Pareil pour l’Irak et même l’Egypte où pas un jour ne passe sans un attentat terroriste. Chez eux la culture de la vie est plus forte que celle de la mort!
Chez nous le sport national de la classe «prétendument éclairée» est l’autoflagellation, le «tanbir», traduction fine: l’ironie ou encore la suspicion. Heureusement que le peuple est plus volontaire, plus courageux et plus patriote.
La suspicion que des pseudo-animateurs et des «experts» qui n’arrêtent pas de semer le doute dans l’esprit des téléspectateurs est devenue maladive. Ainsi, un animateur interviewant un témoin (guide touristique) à propos de la tragédie du Bardo mercredi 18 mars, insistait dans son émission tristement célèbre du dimanche: «Vous êtes sûr que ceux qui ont été abattus par les forces sécuritaires sont les terroristes? Avez-vous été protégés comme il se doit? Les autorités publiques vous ont-elles entouré des attentions que vous méritez?». Une aberration, lorsque l’on sait la souffrance de ces gens-là, la fragilité de la situation sécuritaire et l’importance du rétablissement de la confiance du peuple traumatisé en ses institutions.
Il est tout autant triste de voir les politiciens qui ont nié l’existence de Daech, qui ont soutenu les ligues de protection de la «révolution» mener campagne aujourd’hui à l’encontre de responsables politiques qui ont appelé à faire déchoir de leur nationalité les terroristes qui ont combattu en Irak et en Syrie et qui rentrent en Tunisie pour en faire une terre de Djihad!
72 formations terroristes existaient déjà en Tunisie avant le 14 janvier
Sami Ben Nassr, sociologue, chercheur et spécialiste des courants salafistes et islamistes, a déclaré sur Radio Culture qu’en Tunisie il existait déjà 72 formations terroristes takfiristes avec une différence: «Ceux qui appelaient au Djihad en Irak étaient de loin plus nombreux que ceux qui décrétaient la Tunisie comme étant une terre de Djihad. Cette équation a été totalement inversée après janvier 2011. Un mois de janvier où nous avons remarqué une synchronisation surprenante des actes de violence et de vandalisme orchestré du sud au nord du pays. On dirait qu’on s’était donné le mot pour mettre à terre l’Etat et ses institutions».
Il a affirmé que ces mouvements bénéficiaient de financements colossaux et qu’il est grand temps de lever le voile sur les véritables acteurs des débordements qui ont eu lieu en janvier 2011 venant de certains responsables sécuritaires, des médias et de certaines parties qui ont attaqué systématiquement les poste de police et de la garde nationale.
Le salafisme ne date pas d’aujourd’hui en Tunisie. Les gens ont la mémoire courte, ils ont vite oublié l’attentat de la Synagogue El Ghriba en 2002 et la «bataille» de Slimane en 2006.

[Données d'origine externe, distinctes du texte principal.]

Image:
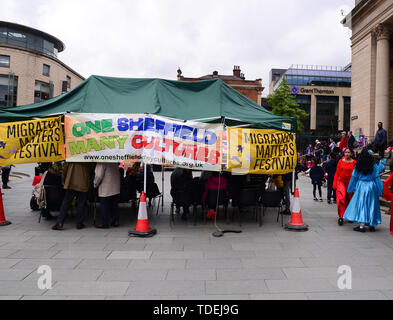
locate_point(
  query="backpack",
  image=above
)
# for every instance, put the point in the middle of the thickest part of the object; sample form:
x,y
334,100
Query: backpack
x,y
39,192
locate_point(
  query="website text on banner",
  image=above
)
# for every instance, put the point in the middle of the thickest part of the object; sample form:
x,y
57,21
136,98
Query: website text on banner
x,y
153,139
261,151
31,141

Le salafisme n’a jamais eu autant d’impact et d’influence en Tunisie avant l’apparition du mouvement des Frères musulmans et son activisme politique à partir des années 70. Il a commencé à s’y enraciner à partir des années 90 lorsque nombre de jeunes sont partis en Arabie Saoudite à la recherche du «savoir initial». La prolifération des chaînes religieuses conjuguée aux vastes campagnes d’arrestations des islamistes, qui ne sont pas tous des innocents comme on se plait à le faire croire, a renforcé encore plus le développement de ce courant islamiste extrémiste.
Après le 14 janvier, nous avons assisté à la pullulation des écoles takfiristes «coraniques» et même à des institutions éducationnelles pour dispenser les études de la Chariaa comme l’institution Ibnou Malek à El Maner 1. Elles sont toutes financées et créées par des associations caritatives et également par des hommes d’affaires convaincus par l’idéologie islamiste et disposant des moyens de la mettre en œuvre. Ils instituent ainsi des programmes d’enseignement pour endoctriner les jeunes sans aucune surveillance ou contrôle des autorités de tutelle, qu’il s’agisse du ministère de la Femme ou celui de l’Education nationale.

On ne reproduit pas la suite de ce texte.